Голосом, в котором было столько же печали, сколько иронии, тихим, немного грустным, немного насмешливым голосом отвечал Сиддхартха:
— Скоро, Говинда, твой друг оставит тропу саманов, по которой он так долго шел вместе с тобой. Я страдаю от жажды, о Говинда, и на этом длинном пути моя жажда ничуть не уменьшилась. Всегда стремился я к знаниям, всегда был полон вопросов. Год за годом спрашивал я брахманов, год за годом вопрошал я священные Веды. Может быть, о Говинда, было бы так же хорошо, так же разумно и так же благотворно, если бы я спрашивал птицу-носорога или шимпанзе. Много времени понадобилось мне, чтобы научиться простой вещи, простой истине, которая и теперь еще не дает мне покоя, о Говинда: ничему нельзя научиться! Нет, думается мне, вообще той вещи, которую мы называем «учение». Есть, о друг мой, лишь одно знание, оно есть всюду, оно есть Атман, оно есть во мне и в тебе и в каждом существе. И я начинаю верить: у этого знания нет более страшного врага, чем желание знать, чем учение.
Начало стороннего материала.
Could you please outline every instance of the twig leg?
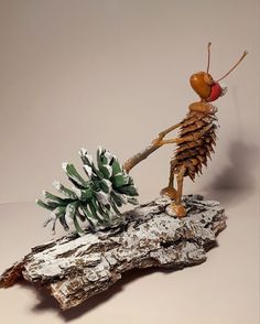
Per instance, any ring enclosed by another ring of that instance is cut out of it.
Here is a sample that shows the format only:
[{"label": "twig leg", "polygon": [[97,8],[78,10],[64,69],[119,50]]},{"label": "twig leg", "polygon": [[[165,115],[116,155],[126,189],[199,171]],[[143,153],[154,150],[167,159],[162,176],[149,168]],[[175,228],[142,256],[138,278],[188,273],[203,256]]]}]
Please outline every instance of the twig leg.
[{"label": "twig leg", "polygon": [[176,160],[171,160],[170,162],[170,177],[169,177],[169,185],[161,190],[161,196],[167,196],[171,199],[175,201],[176,198],[176,190],[174,188],[174,169],[176,165]]},{"label": "twig leg", "polygon": [[183,194],[183,179],[185,174],[186,168],[182,166],[177,173],[177,191],[174,203],[170,205],[170,209],[177,216],[184,217],[186,216],[186,209],[182,205],[182,194]]}]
Говинда остановился и, воздев руки к небу, взмолился:
— О Сиддхартха, не пугай ты меня, твоего друга, подобными ремами! Поистине страх пробуждают в сердце моем твои слова! И посуди же сам: откуда было бы взяться святости молитв, почтению, которым пользуется сословие брахманов, откуда было бы взяться святости саманов, если бы все было так, как ты говоришь, если бы не существовало учения?! Что, о Сиддхартха, стало бы со всем тем, что свято на земле, что ценно, и что достойно уважения?!